Les Wotton
- Born: 26 September 1907 Bath, England
- Died: 9 April 1995 (aged 87) Bristol, England
- Nationality: British (English)

Career history
- 1929: White City, Manchester
- 1930: Liverpool Merseysiders
- 1931: Preston
- 1932: West Ham Hammers
- 1933: Nottingham
- 1934: Birmingham Bulldogs
- 1935–1939: Harringay Tigers
- 1946: New Cross Rangers
- 1947–1949: Wimbledon Dons
- 1949: Coventry Bees
- 1950–1951: Southampton Saints

Team honours
- 1935: London Cup

= Les Wotton =

British motorcycle speedway rider

Leslie William Wotton (26 September 1907 – 9 April 1995) was an international motorcycle speedway rider from England. He earned 13 international caps for the England national speedway team.

== Biography==
Wotton, born in Bath, rode in the pioneer years of British speedway beginning his British leagues career riding for White City, Manchester during the early part of the 1929 Speedway English Dirt Track League season. He helped the team set the pace and lead the league table, winning 18 of their 20 matches but following a dispute, Manchester withdrew from the league handing Leeds the title. He rode the remainder of the season with Liverpool. He stayed with Liverpool for the 1930 Speedway Northern League season before joining Preston for 1931.

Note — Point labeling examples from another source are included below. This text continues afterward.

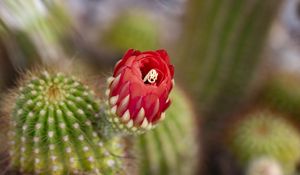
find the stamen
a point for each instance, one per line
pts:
(151, 76)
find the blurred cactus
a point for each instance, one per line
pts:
(51, 128)
(264, 166)
(263, 133)
(282, 92)
(171, 147)
(221, 48)
(42, 22)
(132, 30)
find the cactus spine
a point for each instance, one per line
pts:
(170, 148)
(51, 129)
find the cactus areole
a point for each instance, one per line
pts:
(52, 129)
(138, 91)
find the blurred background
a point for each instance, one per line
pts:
(238, 62)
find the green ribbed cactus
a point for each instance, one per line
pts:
(221, 48)
(51, 129)
(282, 93)
(133, 30)
(263, 133)
(171, 147)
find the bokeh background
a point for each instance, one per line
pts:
(238, 62)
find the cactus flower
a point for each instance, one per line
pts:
(138, 91)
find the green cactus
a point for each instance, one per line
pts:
(263, 133)
(51, 129)
(264, 166)
(133, 30)
(170, 148)
(221, 48)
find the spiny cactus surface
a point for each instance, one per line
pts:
(171, 147)
(51, 130)
(264, 133)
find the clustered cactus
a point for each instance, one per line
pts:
(169, 151)
(265, 134)
(52, 132)
(57, 124)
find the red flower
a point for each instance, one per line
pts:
(139, 89)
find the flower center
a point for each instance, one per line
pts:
(151, 76)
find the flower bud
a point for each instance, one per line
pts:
(138, 91)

On the formation of the new National League, Wotton was allocated to West Ham Hammers, where he won the Star Championship qualifier. However, he then signed for White City Nottingham for 1933. Another club change ensued in 1934, this time signing for Birmingham Bulldogs.

Wotton finally found some stability with Harringay Tigers, where he would spend five years. With Harringay he won the London Cup in 1935, reached the Knockout Cup final in 1935 and 1936 and was capped by England.

Following the enforced break because of World War II, Wotton returned to speedway riding in meetings during the Summer of 1945. He joined the New Cross Rangers in 1946 and then moved on to Wimbledon Dons, averaging 8.50 in 1947.

With his career winding down, Wotton doubled up with Coventry Bees in 1949 and finally rode two seasons for the Southampton Saints from 1950 to 1951.

Out of speedway, Wotton was a haulage contractor.